Powdery mildew is a serious disease of durum wheat. Commonly, excellent resistance resource is lacking for controlling this disease in durum wheat (Bennett 1984). We investigated 100 durum wheat accessions hold by GBIS-IPK (82) and GRIN (18) and found only one accession resistant to virulent isolate BgtYZ01, suggesting that the resistant durum wheat is relatively rare resource. Resistance spectrum analysis demonstrated that Greek accession TRI 1796 carrying Pm68 possesses effective resistance to all 22 tested isolates of Bgt pathogen at the seedling stage, accompanied by hypersensitive response (HR). Interestingly, Pm68 conferred complete immunity to powdery mildew at the adult plant stage in fields of three regions of China in two sowing seasons (2018–2019 and 2019–2020). It is suggested that Pm68 resistance might be improved at the adult plant stage or there might be other gene(s) providing adult plant resistance in TRI 1796. Therefore, accession TRI 1796 would be a very useful resource for durum wheat breeding.
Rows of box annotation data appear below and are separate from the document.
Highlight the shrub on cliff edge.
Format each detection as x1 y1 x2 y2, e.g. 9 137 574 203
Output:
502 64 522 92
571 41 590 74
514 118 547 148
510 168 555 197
When we mapped Pm68, seven co-segregated markers (Xdw05Xdw11) were developed that would be used as powerful tools in marker-assisted selection (MAS). Furthermore, as one of the direct progenitors of common wheat, durum wheat is easy to cross with common wheat and generate offspring. Hence, Pm68 in durum wheat TRI 1796 also has potential to be used for common wheat resistance improvement.